You don’t have to become a “vegetarian”, but you do have to eat a lot more vegetables. Eat a wide variety of leafy, roots, plants, there are more vegetables then I really ever knew about. Each plant has it’s own unique properties and interactions with our body, especially root vegetables. There is a reason why, Radishes or Kale has so much hype. Every plant has the energy potential absorbed directly from the sun and that is where nutrition is. I still enjoy the taste and eat meat, but in terms of efficiency, eating 75% vegetables, I spend less, eat less, and feel better.
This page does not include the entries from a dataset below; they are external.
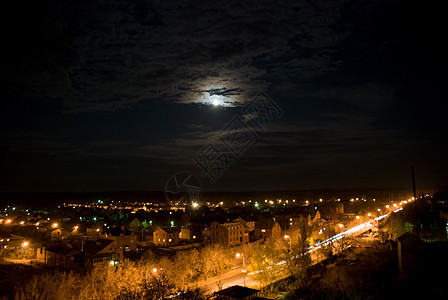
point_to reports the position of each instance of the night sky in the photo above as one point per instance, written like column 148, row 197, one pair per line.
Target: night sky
column 120, row 95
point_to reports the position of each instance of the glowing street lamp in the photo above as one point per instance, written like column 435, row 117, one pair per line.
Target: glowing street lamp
column 287, row 237
column 241, row 255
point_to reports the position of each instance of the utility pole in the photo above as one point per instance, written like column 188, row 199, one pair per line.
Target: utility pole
column 415, row 203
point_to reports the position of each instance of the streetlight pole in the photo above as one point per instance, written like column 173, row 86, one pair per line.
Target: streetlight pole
column 238, row 255
column 289, row 242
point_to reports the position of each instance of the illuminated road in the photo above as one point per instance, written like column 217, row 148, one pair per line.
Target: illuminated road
column 237, row 277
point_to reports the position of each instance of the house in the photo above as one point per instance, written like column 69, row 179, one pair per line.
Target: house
column 87, row 255
column 58, row 234
column 124, row 238
column 228, row 234
column 266, row 228
column 100, row 253
column 248, row 224
column 136, row 226
column 166, row 237
column 60, row 256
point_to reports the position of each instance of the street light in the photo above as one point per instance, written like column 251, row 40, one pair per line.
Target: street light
column 238, row 255
column 289, row 242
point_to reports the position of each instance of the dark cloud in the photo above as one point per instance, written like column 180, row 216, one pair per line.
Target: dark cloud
column 103, row 55
column 115, row 93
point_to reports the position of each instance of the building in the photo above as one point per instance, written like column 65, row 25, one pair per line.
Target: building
column 125, row 239
column 228, row 234
column 248, row 224
column 166, row 237
column 100, row 253
column 87, row 255
column 266, row 228
column 60, row 256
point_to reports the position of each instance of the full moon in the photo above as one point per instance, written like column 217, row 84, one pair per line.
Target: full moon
column 216, row 100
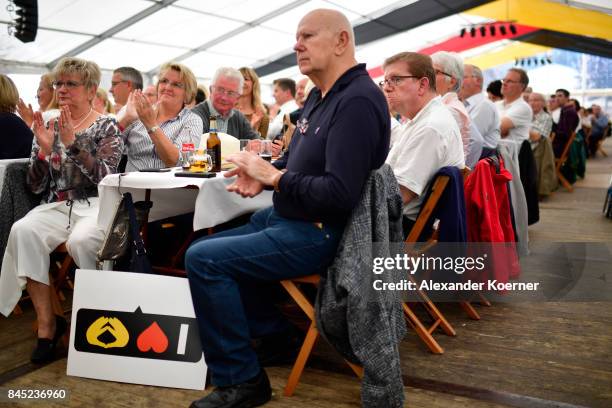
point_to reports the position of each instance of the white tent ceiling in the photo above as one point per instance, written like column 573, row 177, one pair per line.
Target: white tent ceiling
column 203, row 34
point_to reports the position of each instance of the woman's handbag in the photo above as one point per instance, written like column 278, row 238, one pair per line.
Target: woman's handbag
column 139, row 261
column 119, row 236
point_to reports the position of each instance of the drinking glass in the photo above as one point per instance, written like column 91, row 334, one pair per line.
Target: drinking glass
column 265, row 150
column 200, row 162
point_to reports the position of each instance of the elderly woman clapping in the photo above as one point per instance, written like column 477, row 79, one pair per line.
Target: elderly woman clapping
column 70, row 155
column 154, row 134
column 449, row 77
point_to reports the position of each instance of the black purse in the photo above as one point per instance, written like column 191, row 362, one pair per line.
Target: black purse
column 124, row 234
column 139, row 261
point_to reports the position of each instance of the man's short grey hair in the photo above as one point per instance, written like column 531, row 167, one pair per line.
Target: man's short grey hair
column 130, row 74
column 229, row 72
column 452, row 64
column 476, row 72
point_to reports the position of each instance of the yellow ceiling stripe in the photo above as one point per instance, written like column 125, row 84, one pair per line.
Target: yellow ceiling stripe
column 550, row 16
column 506, row 54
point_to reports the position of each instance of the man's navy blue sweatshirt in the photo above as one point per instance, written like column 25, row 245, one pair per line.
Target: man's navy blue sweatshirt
column 338, row 141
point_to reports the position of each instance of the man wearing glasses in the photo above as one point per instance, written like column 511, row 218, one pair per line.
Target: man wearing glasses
column 429, row 140
column 124, row 81
column 225, row 90
column 515, row 113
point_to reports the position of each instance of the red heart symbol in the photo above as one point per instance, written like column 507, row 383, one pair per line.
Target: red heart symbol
column 152, row 338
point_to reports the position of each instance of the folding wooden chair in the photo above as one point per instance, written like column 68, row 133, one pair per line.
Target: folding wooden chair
column 59, row 280
column 561, row 160
column 311, row 335
column 423, row 331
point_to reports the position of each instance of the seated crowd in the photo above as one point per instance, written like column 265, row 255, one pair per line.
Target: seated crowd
column 77, row 137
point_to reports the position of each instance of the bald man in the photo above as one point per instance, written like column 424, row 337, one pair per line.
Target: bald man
column 316, row 184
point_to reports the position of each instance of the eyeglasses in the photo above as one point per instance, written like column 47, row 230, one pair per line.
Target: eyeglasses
column 68, row 84
column 395, row 80
column 173, row 84
column 115, row 83
column 443, row 73
column 226, row 92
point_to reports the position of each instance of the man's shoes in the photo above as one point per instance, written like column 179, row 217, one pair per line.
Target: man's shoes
column 249, row 394
column 279, row 348
column 45, row 348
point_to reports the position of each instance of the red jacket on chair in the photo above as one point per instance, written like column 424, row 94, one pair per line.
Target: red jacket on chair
column 488, row 216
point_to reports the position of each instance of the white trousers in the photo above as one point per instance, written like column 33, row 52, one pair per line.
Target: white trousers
column 35, row 236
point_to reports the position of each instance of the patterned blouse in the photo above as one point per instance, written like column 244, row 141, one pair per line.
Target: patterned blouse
column 73, row 172
column 186, row 127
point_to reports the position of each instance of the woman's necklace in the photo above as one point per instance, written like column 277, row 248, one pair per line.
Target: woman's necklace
column 83, row 120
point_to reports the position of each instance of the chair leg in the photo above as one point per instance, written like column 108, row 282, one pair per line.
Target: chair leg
column 421, row 331
column 435, row 313
column 483, row 300
column 564, row 182
column 300, row 362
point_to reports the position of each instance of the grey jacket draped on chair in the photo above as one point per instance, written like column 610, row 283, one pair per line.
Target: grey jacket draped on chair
column 363, row 324
column 16, row 200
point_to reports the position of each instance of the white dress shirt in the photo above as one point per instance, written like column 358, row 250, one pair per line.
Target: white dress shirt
column 520, row 113
column 485, row 116
column 421, row 147
column 276, row 124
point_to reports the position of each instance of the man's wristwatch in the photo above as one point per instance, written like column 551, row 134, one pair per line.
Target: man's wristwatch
column 152, row 130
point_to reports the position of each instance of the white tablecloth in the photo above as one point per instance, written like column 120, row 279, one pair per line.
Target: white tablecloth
column 208, row 198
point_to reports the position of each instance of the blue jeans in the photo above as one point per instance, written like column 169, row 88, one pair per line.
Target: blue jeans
column 229, row 274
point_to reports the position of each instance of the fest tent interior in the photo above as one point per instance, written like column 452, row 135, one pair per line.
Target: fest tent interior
column 206, row 34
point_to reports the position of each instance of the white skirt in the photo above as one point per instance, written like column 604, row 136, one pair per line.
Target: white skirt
column 35, row 236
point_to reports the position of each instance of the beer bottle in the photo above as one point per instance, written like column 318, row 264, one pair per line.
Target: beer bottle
column 213, row 145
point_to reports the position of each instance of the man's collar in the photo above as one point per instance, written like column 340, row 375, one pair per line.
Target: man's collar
column 347, row 77
column 474, row 99
column 216, row 113
column 433, row 101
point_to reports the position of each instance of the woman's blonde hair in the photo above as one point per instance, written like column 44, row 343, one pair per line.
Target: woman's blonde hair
column 8, row 95
column 101, row 93
column 89, row 71
column 47, row 80
column 186, row 76
column 249, row 73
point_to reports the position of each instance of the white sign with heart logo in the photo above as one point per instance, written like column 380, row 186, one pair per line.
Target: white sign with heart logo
column 135, row 328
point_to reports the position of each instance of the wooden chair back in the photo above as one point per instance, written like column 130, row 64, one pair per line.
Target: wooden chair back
column 561, row 160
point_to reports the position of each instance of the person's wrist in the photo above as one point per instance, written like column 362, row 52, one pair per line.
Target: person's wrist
column 276, row 180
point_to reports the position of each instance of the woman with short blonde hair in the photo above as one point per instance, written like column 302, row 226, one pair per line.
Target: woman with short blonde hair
column 154, row 134
column 16, row 139
column 69, row 157
column 250, row 102
column 47, row 101
column 186, row 76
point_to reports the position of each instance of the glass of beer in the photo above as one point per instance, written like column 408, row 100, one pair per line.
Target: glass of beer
column 265, row 151
column 200, row 162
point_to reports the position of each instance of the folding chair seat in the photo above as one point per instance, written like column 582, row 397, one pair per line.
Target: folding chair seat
column 561, row 160
column 291, row 286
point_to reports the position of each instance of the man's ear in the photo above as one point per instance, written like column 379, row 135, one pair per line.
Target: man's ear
column 342, row 42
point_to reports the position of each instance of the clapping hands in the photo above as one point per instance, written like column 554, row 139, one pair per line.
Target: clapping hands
column 44, row 136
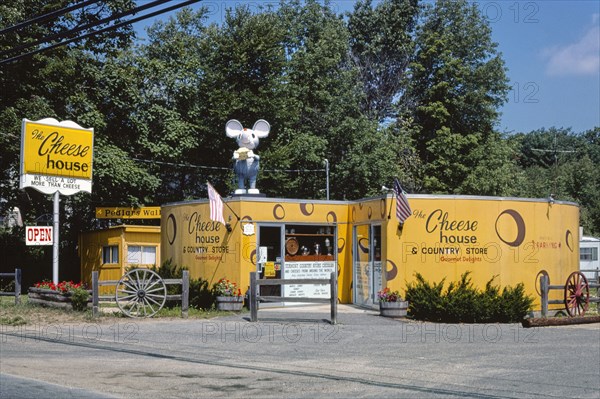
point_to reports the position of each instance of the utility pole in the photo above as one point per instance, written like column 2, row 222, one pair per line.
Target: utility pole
column 555, row 151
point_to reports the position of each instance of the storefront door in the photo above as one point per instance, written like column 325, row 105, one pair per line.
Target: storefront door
column 367, row 264
column 269, row 237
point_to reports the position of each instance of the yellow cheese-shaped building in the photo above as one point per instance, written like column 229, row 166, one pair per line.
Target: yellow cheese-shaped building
column 512, row 239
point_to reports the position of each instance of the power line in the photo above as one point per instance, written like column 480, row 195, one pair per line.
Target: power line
column 221, row 167
column 85, row 27
column 107, row 29
column 45, row 17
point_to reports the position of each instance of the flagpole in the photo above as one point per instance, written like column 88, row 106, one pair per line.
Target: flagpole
column 232, row 211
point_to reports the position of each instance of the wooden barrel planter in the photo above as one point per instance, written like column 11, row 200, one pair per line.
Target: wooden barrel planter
column 230, row 303
column 393, row 309
column 50, row 298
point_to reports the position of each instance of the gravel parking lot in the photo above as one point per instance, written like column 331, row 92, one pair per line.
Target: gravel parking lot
column 295, row 352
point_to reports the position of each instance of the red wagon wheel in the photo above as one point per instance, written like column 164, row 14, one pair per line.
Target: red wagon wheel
column 577, row 294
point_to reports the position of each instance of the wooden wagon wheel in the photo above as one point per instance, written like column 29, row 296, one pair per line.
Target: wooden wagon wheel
column 577, row 294
column 140, row 293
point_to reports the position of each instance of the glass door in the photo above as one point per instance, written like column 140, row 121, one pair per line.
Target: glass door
column 367, row 278
column 362, row 270
column 270, row 237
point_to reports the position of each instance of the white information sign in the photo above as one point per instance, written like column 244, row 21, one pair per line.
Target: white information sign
column 295, row 270
column 39, row 235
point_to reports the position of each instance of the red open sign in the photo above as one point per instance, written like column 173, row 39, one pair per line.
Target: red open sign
column 39, row 235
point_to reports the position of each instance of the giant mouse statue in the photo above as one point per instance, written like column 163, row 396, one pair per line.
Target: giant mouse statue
column 246, row 161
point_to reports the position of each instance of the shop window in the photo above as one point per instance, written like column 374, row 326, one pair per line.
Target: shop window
column 309, row 243
column 142, row 255
column 110, row 254
column 588, row 254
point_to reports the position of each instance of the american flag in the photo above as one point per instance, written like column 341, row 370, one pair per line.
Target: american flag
column 403, row 210
column 216, row 204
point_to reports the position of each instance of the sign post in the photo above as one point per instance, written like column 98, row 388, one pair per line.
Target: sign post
column 56, row 158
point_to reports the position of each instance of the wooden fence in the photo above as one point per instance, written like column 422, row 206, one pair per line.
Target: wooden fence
column 545, row 288
column 16, row 276
column 255, row 298
column 184, row 297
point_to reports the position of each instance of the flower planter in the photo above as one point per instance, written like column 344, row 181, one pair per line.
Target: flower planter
column 51, row 298
column 231, row 303
column 393, row 309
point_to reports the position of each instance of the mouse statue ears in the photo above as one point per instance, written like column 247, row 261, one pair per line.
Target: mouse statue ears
column 234, row 128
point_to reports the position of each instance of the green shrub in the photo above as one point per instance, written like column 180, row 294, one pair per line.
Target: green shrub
column 79, row 298
column 461, row 302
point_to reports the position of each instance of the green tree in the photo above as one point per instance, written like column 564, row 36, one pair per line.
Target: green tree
column 381, row 47
column 457, row 83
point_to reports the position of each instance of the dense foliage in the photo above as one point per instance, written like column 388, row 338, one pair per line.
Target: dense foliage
column 398, row 88
column 461, row 302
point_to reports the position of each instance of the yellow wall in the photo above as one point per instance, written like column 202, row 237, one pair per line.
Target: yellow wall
column 191, row 240
column 512, row 239
column 92, row 242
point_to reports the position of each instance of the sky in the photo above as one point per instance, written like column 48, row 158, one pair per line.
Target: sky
column 551, row 49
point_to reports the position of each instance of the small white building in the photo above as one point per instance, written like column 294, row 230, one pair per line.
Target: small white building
column 588, row 256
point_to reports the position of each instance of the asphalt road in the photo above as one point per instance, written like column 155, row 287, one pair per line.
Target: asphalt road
column 297, row 353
This allows me to afford the way more delicious grass-fed beef, organic chicken, and fish.
And yes, Corn is a vegetable, but eat it in balance considering how much corn you already eat.
Losing the glue-like foods from your diet can also really increase your energy levels. Also, known as vegan.
Give it a try, you never know how you will feel until you try.
Some reading:
*This is not meant to be a scientific article. It uses common sense, reason, and my intuition Often if we stop and think, we have all the knowledge we need, and reality becomes much clearer. This is how Leonardo da Vinci worked. He didn’t have the internet, public libraries, or much of the scientific knowledge we have nowadays. But this didn’t stop him from making observations and thinking critically. His ideas, his inventions all came from within his own mind and should stand as a model that each and everything one of us has ‘an intuitive sense of knowing.’